Es una interpretación del conjunto de su obra que favorece la perspectiva temporal, y que resulta especialmente explícito en las obras publicadas en este siglo. En Una bendición se remontaba hasta el siglo XVII, cuando la esclavitud era legal; la historia de Christine y Heed en Love (2003) recreaba la “ilusión” de igualdad racial en el momento actual. En Volver son los convulsos momentos en torno a la lucha por los derechos civiles los que sirven de escenario. En su peregrinar, Frank conocerá casos como el del niño con un brazo inválido por un disparo de un policía blanco.
A lo largo de la obra nos acompaña una continua sensación de alienación, de desasosiego, que alcanza la cima en un episodio aparentemente intrascendente: Frank entra en un local donde un trío está tocando scat y bebop. La canción ha concluido pero “el batería había perdido el control. [...] Al cabo de largos minutos, el pianista se puso de pie y el trompetista dejó su trompeta. Levantaron los dos al batería de su asiento y se lo llevaron. Continuaba moviendo las baquetas siguiendo un ritmo tan intrincado como mudo. El público aplaudió con respeto y simpatía”. (p. 119). Y en la página siguiente leemos: “No sabía [Frank] qué haría al encontrar a Cee. Quizá, como le había sucedido a aquel batería, el ritmo tomara el mando.” (p. 120) La alegoría de Morrison “at her best”. No es el único caso. Cuando Frank abandona a Lily para ayudar a su hermana, la mujer encontró un monedero en la calle. Al regresar a casa, Lily esparció las monedas encima de la cama -no olvidemos que el apellido de Frank es Money, y “se le antojaron un intercambio perfecto. En el hueco vacío de Frank Money brillaba dinero de verdad. ¿Quién podía malinterpretar una señal tan inequívoca?” (p. 90)
También encontraremos esa fina ironía que logra abrirse camino incluso en las situaciones más sórdidas.
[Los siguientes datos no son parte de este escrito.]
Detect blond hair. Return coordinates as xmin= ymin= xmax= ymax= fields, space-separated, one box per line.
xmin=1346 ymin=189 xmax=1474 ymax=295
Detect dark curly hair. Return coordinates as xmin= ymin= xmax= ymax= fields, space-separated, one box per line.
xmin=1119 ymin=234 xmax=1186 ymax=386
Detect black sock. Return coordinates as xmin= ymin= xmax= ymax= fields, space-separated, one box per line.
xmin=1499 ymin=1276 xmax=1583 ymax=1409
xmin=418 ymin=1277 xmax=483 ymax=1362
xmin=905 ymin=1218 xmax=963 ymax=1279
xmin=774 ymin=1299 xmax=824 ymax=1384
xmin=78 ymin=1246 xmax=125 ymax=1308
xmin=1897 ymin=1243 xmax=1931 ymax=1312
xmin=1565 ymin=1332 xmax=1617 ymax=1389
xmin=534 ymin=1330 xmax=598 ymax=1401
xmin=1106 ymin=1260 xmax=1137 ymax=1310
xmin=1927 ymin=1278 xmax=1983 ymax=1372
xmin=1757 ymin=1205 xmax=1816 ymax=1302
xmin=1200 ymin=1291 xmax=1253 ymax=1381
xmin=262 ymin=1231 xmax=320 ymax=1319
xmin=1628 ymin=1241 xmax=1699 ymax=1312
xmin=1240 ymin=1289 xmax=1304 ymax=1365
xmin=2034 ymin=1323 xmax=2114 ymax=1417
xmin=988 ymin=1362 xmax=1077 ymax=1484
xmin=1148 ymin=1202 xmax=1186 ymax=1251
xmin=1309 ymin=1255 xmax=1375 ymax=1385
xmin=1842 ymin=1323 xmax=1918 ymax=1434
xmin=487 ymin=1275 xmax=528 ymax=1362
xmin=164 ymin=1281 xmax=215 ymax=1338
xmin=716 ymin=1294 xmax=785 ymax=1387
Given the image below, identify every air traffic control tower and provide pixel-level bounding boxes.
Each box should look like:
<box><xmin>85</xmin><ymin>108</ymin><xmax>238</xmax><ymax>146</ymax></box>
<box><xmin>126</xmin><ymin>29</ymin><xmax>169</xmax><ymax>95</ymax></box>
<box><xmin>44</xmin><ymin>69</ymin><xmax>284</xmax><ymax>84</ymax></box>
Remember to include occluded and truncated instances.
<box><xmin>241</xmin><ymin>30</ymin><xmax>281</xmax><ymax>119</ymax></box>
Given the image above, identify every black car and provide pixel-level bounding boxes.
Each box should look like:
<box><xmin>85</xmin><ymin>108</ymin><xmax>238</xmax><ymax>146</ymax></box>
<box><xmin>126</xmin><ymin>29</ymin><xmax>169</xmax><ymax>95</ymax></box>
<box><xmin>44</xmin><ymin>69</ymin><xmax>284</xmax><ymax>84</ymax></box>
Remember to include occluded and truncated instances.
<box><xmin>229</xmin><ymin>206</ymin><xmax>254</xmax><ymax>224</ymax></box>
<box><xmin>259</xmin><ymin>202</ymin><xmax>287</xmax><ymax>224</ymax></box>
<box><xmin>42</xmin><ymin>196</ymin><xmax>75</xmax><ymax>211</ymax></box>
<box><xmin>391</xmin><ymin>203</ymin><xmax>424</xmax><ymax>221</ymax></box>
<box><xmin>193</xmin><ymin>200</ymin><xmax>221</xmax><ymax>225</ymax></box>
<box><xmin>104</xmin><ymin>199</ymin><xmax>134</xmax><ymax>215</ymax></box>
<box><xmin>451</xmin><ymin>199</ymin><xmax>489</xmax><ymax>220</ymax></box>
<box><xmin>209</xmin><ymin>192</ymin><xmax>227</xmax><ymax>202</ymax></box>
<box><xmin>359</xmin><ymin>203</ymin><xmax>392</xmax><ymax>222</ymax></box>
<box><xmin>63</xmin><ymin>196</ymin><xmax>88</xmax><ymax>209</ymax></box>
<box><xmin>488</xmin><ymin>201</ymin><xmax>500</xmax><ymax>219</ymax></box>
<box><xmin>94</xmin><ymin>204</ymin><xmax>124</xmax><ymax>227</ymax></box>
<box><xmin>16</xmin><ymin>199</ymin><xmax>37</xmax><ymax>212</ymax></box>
Muchos recordarán el nombre de la calle donde vivían los personajes de La canción de Salomón, “Esta no es la calle del doctor”. En este caso el apellido del protagonista, Money -Dinero-, es objeto de chanza y broma: “A las mujeres les entran ganas de hablar conmigo en cuanto oyen mi apellido. ¿Money? ¿Dinero?... Cuando les digo mi apodo, cómo me llaman mis amigos en el pueblo, Dinero Fácil, se parten de risa y dicen: claro, porque no hay dinero que sea fácil, lo único fácil son los tíos.” (p. 76).